Fare sport camminando

Quando si parla di sport, si pensa subito ad un’attività faticosa ed estenuante. In realtà, lo sport può essere anche un’attività leggera, compatibile anche con il temperamento mite o pigro di alcune persone. Negli anni passati, sono andati di moda sport che univano la ginnastica dolce ai principi base della meditazione orientale e del training autogeno: pilates, yoga-fitness, yoga-stretching e via dicendo. Sempre nell’ultimo periodo, i trainer sportivi ed i medici hanno riscoperto l’utilità di un gesto semplice ed efficace: quello del camminare.

Specialmente dopo una certa età, la scelta di un’attività fisica più blanda e leggera può essere la scelta migliore, e allora perché non dedicarsi alla camminata? Camminare è facile ed economico. Si può riscoprire il gusto di mettere un piede dopo l’altro in qualsiasi momento ed in qualunque luogo: in città, passeggiando tra i negozi, ma anche in mezzo alla natura. E se il tempo non consente di stare all’aria aperta, c’è sempre la comodità del tapis roulant. Oltre ai tapis roulant classici, in commercio esistono ormai dei tapis roulant di tipo magnetico che servono proprio a simulare una camminata all’aria aperta. I tapis roulant magnetici non hanno un motore: il nastro scorre grazie alla pendenza e alle nostre gambe, che devono vincere la resistenza in maniera estremamente simile a quanto accade sui sentieri reali. Rispetto ai tapis roulant motorizzati, i magnetici sono più economici e leggeri. Se però è il budget il nostro problema, e magari vogliamo riservarci la possibilità di fare una corsetta di tanto in tanto, possiamo anche comprare un normale tapis roulant elettrico. In fondo ormai i siti sono pieni di offerte di tapis roulant!

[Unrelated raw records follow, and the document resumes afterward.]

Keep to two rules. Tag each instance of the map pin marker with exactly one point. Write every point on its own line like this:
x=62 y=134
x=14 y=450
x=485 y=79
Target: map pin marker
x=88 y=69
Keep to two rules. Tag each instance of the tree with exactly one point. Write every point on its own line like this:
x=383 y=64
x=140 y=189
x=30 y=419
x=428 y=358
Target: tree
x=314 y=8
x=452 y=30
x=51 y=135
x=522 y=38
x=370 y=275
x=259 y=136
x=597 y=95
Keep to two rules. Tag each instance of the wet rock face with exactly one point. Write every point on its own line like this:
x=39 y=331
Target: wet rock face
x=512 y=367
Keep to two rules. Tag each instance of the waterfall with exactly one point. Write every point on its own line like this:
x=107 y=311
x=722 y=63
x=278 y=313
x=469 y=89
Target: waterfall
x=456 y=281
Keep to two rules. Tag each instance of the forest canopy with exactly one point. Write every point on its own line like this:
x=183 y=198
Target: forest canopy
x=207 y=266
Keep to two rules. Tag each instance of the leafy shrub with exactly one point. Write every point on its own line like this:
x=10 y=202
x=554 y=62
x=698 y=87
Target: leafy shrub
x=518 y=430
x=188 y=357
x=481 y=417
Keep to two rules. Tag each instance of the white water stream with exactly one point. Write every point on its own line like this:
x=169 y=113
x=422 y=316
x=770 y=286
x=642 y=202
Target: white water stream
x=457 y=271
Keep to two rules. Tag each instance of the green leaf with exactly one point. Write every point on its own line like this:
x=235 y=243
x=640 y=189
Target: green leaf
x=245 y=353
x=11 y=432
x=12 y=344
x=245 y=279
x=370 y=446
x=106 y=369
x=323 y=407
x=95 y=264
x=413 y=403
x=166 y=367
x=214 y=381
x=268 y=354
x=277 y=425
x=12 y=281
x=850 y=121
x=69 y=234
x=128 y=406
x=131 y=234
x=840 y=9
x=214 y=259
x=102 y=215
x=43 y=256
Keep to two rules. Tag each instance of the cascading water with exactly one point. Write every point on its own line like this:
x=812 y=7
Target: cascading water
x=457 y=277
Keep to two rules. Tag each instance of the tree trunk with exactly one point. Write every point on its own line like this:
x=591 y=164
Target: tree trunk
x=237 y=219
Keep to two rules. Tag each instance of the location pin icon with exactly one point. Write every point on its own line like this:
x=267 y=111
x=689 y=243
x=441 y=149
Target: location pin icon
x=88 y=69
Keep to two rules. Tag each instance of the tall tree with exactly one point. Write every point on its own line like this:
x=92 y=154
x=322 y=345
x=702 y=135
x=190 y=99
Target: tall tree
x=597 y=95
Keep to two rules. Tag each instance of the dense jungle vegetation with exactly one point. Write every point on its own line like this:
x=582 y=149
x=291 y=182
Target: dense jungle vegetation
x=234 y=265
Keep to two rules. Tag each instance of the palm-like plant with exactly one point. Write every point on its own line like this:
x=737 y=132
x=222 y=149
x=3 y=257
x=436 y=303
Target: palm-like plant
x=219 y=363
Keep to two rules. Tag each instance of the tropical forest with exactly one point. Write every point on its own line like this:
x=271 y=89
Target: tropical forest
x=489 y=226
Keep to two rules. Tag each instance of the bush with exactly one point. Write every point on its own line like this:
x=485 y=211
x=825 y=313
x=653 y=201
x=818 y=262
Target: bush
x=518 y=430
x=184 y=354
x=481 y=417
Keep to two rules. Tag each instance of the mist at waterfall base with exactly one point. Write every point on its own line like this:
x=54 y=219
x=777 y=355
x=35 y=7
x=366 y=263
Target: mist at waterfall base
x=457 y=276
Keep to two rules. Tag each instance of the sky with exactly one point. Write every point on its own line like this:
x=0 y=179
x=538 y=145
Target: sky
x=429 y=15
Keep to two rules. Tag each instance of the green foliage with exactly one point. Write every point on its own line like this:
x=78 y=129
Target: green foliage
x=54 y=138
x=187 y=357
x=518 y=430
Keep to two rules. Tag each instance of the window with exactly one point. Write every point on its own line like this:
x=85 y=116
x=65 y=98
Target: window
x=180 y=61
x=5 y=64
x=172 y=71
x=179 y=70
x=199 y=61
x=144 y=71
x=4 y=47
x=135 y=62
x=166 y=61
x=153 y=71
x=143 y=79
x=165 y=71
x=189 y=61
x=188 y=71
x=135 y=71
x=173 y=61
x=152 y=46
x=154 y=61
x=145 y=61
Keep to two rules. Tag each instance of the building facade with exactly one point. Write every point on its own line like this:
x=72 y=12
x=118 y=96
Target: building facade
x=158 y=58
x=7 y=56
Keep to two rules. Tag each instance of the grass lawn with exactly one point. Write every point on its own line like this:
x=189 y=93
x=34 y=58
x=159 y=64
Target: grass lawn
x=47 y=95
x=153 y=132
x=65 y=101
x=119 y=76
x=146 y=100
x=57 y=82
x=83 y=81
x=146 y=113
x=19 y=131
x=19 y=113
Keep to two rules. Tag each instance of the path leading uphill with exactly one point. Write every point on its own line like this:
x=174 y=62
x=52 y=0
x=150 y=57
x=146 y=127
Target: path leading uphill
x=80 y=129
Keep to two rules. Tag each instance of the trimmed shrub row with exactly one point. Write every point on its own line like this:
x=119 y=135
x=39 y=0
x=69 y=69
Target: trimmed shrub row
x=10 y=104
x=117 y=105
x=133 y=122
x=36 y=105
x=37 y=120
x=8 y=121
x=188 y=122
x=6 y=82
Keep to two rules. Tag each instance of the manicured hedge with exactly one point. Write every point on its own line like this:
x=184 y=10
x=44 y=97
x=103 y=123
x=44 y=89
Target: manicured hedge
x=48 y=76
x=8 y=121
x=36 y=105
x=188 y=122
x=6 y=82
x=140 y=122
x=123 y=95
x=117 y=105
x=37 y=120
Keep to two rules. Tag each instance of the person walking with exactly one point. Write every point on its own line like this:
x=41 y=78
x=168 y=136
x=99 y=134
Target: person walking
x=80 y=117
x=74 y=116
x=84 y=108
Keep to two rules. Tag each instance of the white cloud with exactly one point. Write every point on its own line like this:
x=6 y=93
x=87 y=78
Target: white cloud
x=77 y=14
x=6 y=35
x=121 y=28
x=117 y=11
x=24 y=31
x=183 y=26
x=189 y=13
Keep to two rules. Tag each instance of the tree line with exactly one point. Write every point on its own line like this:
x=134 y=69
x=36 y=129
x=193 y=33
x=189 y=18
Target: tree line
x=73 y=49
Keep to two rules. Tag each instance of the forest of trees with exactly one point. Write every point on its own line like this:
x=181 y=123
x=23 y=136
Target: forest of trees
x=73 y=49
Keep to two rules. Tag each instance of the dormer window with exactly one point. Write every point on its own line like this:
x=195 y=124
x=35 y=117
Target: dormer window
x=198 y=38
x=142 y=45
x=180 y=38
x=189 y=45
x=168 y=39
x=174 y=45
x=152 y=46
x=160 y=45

Su un tappeto o al parco, comunque, l’importante è camminare, perché è un’abitudine che regala benessere e salute. In base a una recente ricerca dell’istituto di oncologia di Boston, ad esempio, è stata osservata una relazione causale tra i minuti trascorsi camminando e le aspettative di vita. Rispetto ai sedentari, le persone over 40 con l’abitudine di camminare a passo svelto almeno 150 minuti a settimana hanno mostrato un’aspettativa di vita superiore di ben 3 anni e 4 mesi. E più lo stile di vita è sano, più la camminata veloce fa aumentare questo tipo di beneficio.

Cosaresta da dire se non: allacciate le scarpe, si va a camminare!